Para akademisi perlu membicarakan pertanyaan-pertanyaan fundamental terkait dengan authorship, seperti kontribusi apa yang membuat seseorang layak menjadi co-author? Haruskah seorang peneliti terlibat dari awal sampai akhir penelitian untuk layak disebut author? Sejauh mana tanggung jawab peneliti dalam hal penulisan draf dan review kritis terhadapnya? Layakkah seorang yang hanya menyumbang dana untuk article processing charge (APC) mengeklaim diri sebagai author?

Kita perlu juga mengkritisi hal-hal rutin yang bisa jadi menyimpan masalah etika penelitian dan publikasi. Teladannya ialah konversi tugas mahasiswa menjadi artikel serta relasi kuasa antara mahasiswa dan dosen pembimbing saat menulis tugas akhir. Apakah etis mewajibkan mahasiswa S1 untuk memublikasikan artikel dalam suatu jurnal, padahal tidak ada payung aturan yang mewajibkannya? Layakkah tugas mahasiswa dalam suatu mata kuliah dipublikasikan sebagai hasil riset, padahal mungkin standar etik pengambilan datanya tidak terpenuhi? Model bimbingan seperti apa yang membuat dosen pembimbing berhak menjadi co-author mahasiswanya? Berhakkah mahasiswa menolak mencantumkan nama pembimbing di artikel yang ia tulis jika mahasiswa tidak merasa mendapat saran yang substansial untuk tugas akhir mereka?
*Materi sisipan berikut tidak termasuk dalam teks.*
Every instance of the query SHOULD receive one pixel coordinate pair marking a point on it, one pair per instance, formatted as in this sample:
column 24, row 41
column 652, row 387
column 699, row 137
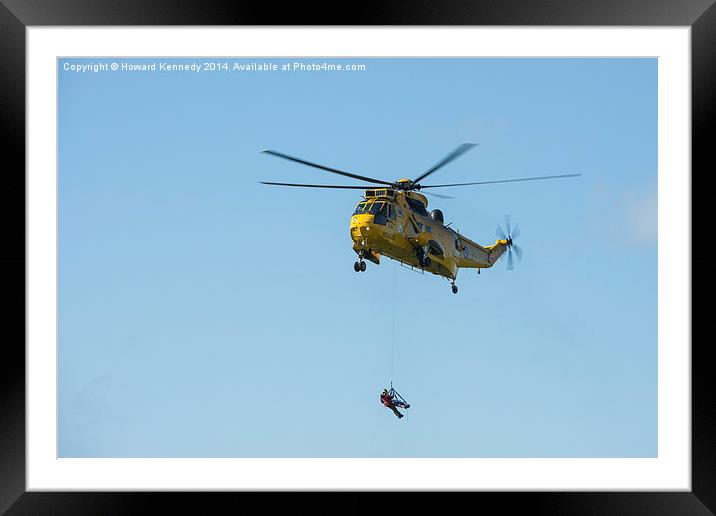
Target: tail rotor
column 510, row 234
Jawaban-jawaban dari pertanyaan di atas kemudian dapat digunakan oleh pihak-pihak yang berkepentingan dalam menyusun standar etika kepengarangan yang lebih jelas. 

Krusial juga untuk memperhatikan etika pelibatan akademisi yang berafiliasi di kampus luar negeri. Penggunaan cara-cara instan yang tidak etis mutlak harus dihindari. Membangun koneksi dan kepercayaan dengan mitra dari negara lain biasanya membutuhkan waktu yang tidak sebentar. Kepercayaan dan komunikasi yang baik perlu dipupuk sebelum akhirnya seorang akademisi bersedia menjadi mitra riset dan co-author suatu karya ilmiah. 

Penulis menutup tulisan ini dengan harapan bahwa praktik kepengarangan yang baik akan ikut mendorong ekosistem penelitian dan publikasi di Indonesia ke arah yang lebih baik.